A few weeks ago a friend of mine recommended that I try a sexual technique called “the alien” during my next vaginal encounter. They meant well and were nice people, but they just weren’t used to having to think about others, so having them on the team just wasn’t working.He had seen it on some television special but couldn’t recall any of the details, except that it “seemed brilliant.” A recent Google search has yielded no answers. The problem was, these women were so pretty they were used to getting their every whim.

And all their fucking sales (and outsourced sales forces–yes, you sales assholes and cunts in Worcester, that’s you) and billing support employees and managers. A few years ago I stopped putting the social team together because the women were always a hassle.

I just put people on the same team and if something happened, so be it.

A lot of the women I recruited were very pretty but of no interest to me.
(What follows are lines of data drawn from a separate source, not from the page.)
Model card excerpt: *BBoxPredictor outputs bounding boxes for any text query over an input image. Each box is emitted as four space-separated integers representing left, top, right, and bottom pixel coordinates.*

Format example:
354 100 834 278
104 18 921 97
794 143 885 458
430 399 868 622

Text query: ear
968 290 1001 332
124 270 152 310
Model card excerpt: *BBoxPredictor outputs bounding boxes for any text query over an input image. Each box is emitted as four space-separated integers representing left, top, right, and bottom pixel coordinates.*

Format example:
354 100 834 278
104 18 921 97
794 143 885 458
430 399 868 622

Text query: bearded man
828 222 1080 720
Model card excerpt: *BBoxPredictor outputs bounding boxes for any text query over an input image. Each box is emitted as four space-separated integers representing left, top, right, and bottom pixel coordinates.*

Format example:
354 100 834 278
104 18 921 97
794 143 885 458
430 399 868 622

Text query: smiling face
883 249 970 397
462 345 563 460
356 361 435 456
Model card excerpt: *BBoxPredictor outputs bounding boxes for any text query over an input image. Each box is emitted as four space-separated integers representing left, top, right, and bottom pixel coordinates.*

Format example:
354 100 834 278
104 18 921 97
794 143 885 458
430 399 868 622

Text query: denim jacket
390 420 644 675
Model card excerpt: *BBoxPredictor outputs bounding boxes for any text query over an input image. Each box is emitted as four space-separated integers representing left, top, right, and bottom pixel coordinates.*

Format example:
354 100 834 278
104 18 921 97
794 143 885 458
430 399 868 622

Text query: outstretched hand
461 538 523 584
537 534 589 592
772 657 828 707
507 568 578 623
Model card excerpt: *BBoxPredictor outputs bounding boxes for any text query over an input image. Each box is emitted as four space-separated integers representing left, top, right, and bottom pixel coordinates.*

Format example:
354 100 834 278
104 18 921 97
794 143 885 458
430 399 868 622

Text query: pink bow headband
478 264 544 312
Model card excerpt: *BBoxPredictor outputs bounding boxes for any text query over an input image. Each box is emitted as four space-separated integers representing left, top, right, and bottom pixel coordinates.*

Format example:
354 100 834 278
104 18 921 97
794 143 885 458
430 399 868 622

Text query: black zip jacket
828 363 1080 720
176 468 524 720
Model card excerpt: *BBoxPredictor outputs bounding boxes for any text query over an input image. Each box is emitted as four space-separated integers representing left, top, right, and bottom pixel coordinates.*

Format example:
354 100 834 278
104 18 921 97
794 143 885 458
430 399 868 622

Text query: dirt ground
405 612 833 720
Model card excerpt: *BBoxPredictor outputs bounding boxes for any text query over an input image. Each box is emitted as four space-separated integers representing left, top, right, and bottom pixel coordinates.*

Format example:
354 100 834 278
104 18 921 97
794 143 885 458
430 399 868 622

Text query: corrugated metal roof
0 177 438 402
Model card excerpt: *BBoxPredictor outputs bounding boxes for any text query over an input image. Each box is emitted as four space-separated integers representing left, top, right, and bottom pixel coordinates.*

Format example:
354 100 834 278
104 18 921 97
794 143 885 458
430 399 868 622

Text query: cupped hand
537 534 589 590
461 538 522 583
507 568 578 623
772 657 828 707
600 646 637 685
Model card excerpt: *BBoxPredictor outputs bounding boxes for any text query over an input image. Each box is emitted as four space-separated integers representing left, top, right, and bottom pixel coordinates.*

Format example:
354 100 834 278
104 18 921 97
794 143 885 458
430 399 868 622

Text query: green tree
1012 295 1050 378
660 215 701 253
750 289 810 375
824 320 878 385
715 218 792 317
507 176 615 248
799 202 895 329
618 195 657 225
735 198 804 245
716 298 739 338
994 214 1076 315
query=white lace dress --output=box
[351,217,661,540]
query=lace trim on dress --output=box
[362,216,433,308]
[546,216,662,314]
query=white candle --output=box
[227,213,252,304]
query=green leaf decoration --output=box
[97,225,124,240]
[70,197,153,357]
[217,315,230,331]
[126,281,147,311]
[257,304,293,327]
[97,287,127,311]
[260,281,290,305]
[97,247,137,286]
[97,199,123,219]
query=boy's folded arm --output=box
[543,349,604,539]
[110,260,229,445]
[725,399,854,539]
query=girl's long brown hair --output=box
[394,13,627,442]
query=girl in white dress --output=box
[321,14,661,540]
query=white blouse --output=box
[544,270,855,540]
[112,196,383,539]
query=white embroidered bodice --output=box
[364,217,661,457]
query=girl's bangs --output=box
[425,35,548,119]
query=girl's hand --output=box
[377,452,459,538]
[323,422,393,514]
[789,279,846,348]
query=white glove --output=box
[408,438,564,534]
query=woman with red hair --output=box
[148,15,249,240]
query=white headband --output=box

I never set anyone up—I’m not a chick for crying out loud.

So I put a team of players together who I thought would hit it off, either with each other or with players on other teams.

They don’t make requested changes when they say they do. Volleyball is one of the most popular sports, especially for women.

They sign you up for unwanted and unrequested features when you begin service–that always cost extra money, of course. I’ve met a lot of women with similar interests in their leagues, some of which I’ve dated.

Another good league is Sports Monster, which runs leagues in various cities throughout the U. Sports Monster provides refs for all their sports and thus tends to attract better athletes, allowing for better competition.

I had both male and female friends who wanted to meet someone and get out socially.

Have fun calling them up every month for the contractual term. Hidden charges for services and features you’ve never ordered (and I’m not even talking about those bullshit taxes). Although I prefer to play competitive volleyball, for years I formed one social team every summer.